Filme mais tocante de Garrel investiga o amor louco
CINEMA
À Sombra de Duas Mulheres
L’Ombre des Femmes. França, 2015. Direção: Philippe Garrel. Elenco: Stanislas Merhar, Clotilde Courau. Classificação indicativa não informada. Estreia nesta quinta (10). Com grandes autores por vezes isso acontece. O penúltimo filme de Philippe Garrel, “À Sombra de Duas Mulheres” (2015), estreia só agora no país, depois de seu último longa (“O Amante de Um Dia”) ter estreado em março.
E se o lançamento demora muito, o cinéfilo mais ansioso já vai ter visto e revisto o filme de formas menos nobres. Vai ter opinião formada sobre ele e pode querer economizar o preço do ingresso, que, convenhamos, está longe de ser uma pechincha.
Que o espectador não se desmotive com o atraso. “À Sombra de Duas Mulheres” é o melhor longa do diretor desde “Os Amantes Constantes” (2005), o que não é pouco. É seu filme mais enxuto em anos, e o mais tocante.
Pierre (Stanislas Merhar) é um cineasta independente, pobre, mas autoral, que trabalha com a mulher, Manon (Clotilde Courau), num filme sobre a resistência francesa à ocupação alemã durante a Segunda Guerra Mundial.
Ele conhece a estagiária da cinemateca, Elisabeth (Lena Paugam), e começa a ter um caso com ela.

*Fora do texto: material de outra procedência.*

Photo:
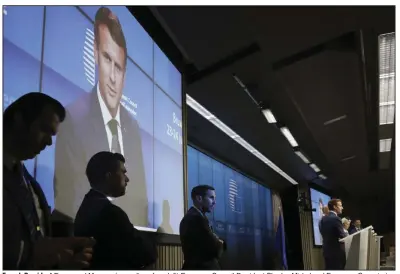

Esta, contudo, não se contenta em ser apenas uma amante e vai tratar de plantar algumas pulgas atrás das orelhas de Pierre.
Desnecessário dizer que esse triângulo amoroso é mostrado de forma nada convencional, com os encontros e as tensões surgindo naturalmente, como na vida, e filmados com seu habitual estilo econômico, porém preciso, certeiro.
Preto e branco, câmera solta, mas não trôpega, composições muito bem pensadas sem parecerem excessivamente calculadas, interpretações que alternam a discrição com uma espécie de desespero parcialmente contido.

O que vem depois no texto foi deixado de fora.